The first thing I would do would be to soak those carboys in warm water and then add a couple of handfuls of something to be used as an agitator like BBs, buckshot, marbles, or even fine gravel. Let it sit until the water has cooled down to just “warm.” Now here comes the elbow grease part: Dump out enough of the water so you can pick up the carboy and give it big sloshes back and forth. The goal is to use the agitator to loosen up some of that crud on the sides of your carboy. Keep rinsing out the water (keeping the agitator inside) until you can’t get any more of the deposit out using this method. This is essentially your “cleaning” step. Then I would soak the carboy in a warm-to-hot solution of sodium percarbonate (sometimes sold as “ProxyCarb” in home winemaking stores) overnight. I would use about a half cup for a 5-gallon (19-L) carboy. The next day (wearing gloves and safety goggles), I’d pour out some of that solution, toss in my agitator again, and give it some more sloshes back and forth to loosen more sediment. The idea is that the chemicals will have time to work on the remaining crust overnight and the next day you’ll be able to manually loosen some more.

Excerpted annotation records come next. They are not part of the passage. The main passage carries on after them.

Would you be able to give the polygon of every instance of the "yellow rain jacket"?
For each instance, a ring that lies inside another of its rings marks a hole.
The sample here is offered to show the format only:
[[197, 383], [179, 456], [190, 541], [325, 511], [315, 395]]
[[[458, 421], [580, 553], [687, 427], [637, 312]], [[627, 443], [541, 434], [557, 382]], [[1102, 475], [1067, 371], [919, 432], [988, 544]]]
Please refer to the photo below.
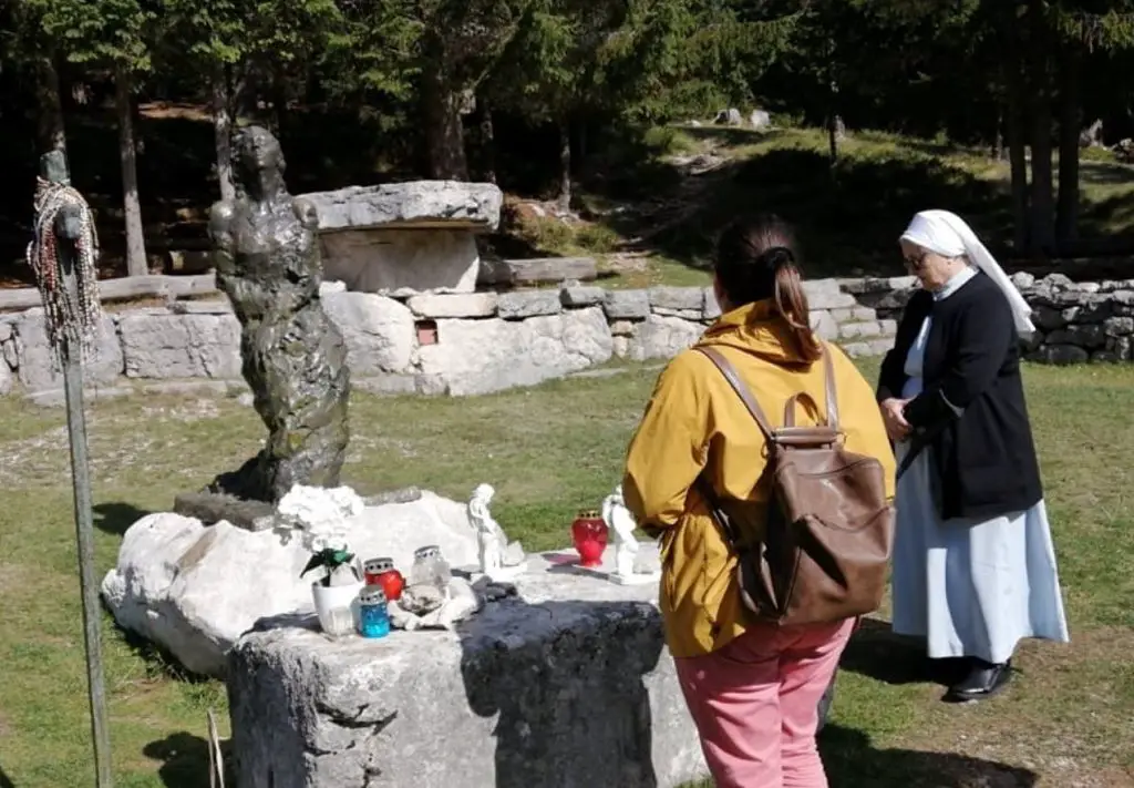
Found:
[[[823, 363], [803, 361], [787, 322], [771, 300], [722, 315], [699, 341], [736, 368], [772, 427], [784, 403], [807, 392], [826, 412]], [[895, 462], [874, 391], [841, 350], [831, 354], [846, 447], [878, 458], [894, 496]], [[796, 424], [818, 422], [797, 406]], [[736, 584], [736, 558], [694, 483], [708, 463], [713, 488], [750, 510], [733, 509], [741, 527], [759, 529], [769, 489], [764, 436], [728, 382], [704, 354], [687, 350], [666, 367], [631, 441], [623, 489], [638, 526], [661, 535], [661, 611], [674, 656], [697, 656], [725, 646], [752, 623]], [[759, 536], [751, 534], [748, 536]]]

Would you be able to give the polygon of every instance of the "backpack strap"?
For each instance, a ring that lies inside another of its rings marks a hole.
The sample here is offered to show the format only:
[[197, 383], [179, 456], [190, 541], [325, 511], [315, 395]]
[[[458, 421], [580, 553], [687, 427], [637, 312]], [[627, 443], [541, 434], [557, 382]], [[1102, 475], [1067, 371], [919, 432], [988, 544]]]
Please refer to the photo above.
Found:
[[764, 411], [760, 408], [760, 403], [756, 402], [756, 399], [752, 396], [752, 391], [744, 385], [741, 376], [736, 374], [736, 367], [734, 367], [731, 362], [721, 355], [714, 347], [697, 347], [696, 350], [697, 352], [709, 357], [709, 360], [717, 366], [720, 374], [725, 376], [725, 379], [728, 380], [733, 389], [739, 395], [741, 401], [744, 402], [744, 406], [748, 409], [752, 418], [756, 420], [758, 425], [760, 425], [760, 430], [764, 434], [764, 437], [768, 438], [769, 443], [772, 442], [772, 428], [768, 422], [768, 417], [764, 416]]
[[[824, 386], [824, 399], [827, 400], [827, 427], [838, 431], [839, 428], [839, 401], [838, 392], [835, 387], [835, 367], [831, 362], [831, 354], [826, 346], [822, 346], [823, 352], [823, 386]], [[695, 349], [697, 352], [709, 357], [709, 360], [717, 366], [720, 374], [725, 376], [733, 389], [739, 395], [741, 400], [744, 402], [745, 408], [752, 414], [752, 418], [756, 420], [760, 425], [760, 429], [763, 431], [764, 436], [769, 439], [773, 439], [771, 425], [768, 421], [768, 417], [764, 416], [764, 411], [760, 408], [760, 403], [752, 395], [752, 391], [744, 385], [741, 376], [737, 375], [736, 368], [720, 354], [714, 347], [699, 346]], [[787, 403], [784, 406], [784, 425], [786, 427], [795, 427], [795, 404], [801, 400], [806, 399], [813, 405], [816, 404], [814, 399], [806, 392], [799, 392], [798, 394], [793, 394], [788, 397]], [[818, 411], [818, 406], [815, 408]]]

After applying this high-pH solution to dissolve some of the matter, if you’ve got more work to do, I’d follow this with a citric acid rinse (about 2 Tbsp. in a 5-gallon/19-L carboy) and soak it overnight in a solution of about 5 Tbsp. citric acid to a 5-gallon (19-L) carboy of water. Sometimes this will help dissolve other particles that might have been resistant to the higher-pH solution. Do a final rinse with water once you feel you can’t do any more. If there is a little bit of sediment left sticking to the sides of your carboy I wouldn’t sweat it too much. These carboys should be fine for fermentation and even for long-term wine storage if you clean and then sanitize them well ahead of time with something like a quaternary ammonia compound (sometimes referred to as “quats”) solutions, which can be purchased from most home winemaking and brewing supply companies. 

Just as an aside, have you tried one of those angled-neck carboy brushes? Most home winemaking supply stores sell various types that are specially designed to reach into those awkward angles and corners. I’m guessing you’ve not been able to find one that is a good match for your carboy . . . and at any rate, sometimes carboy brushes just can’t exert enough pressure on stubborn deposits. Though, if you can find one, in addition to the solutions mentioned earlier, they can be quite helpful.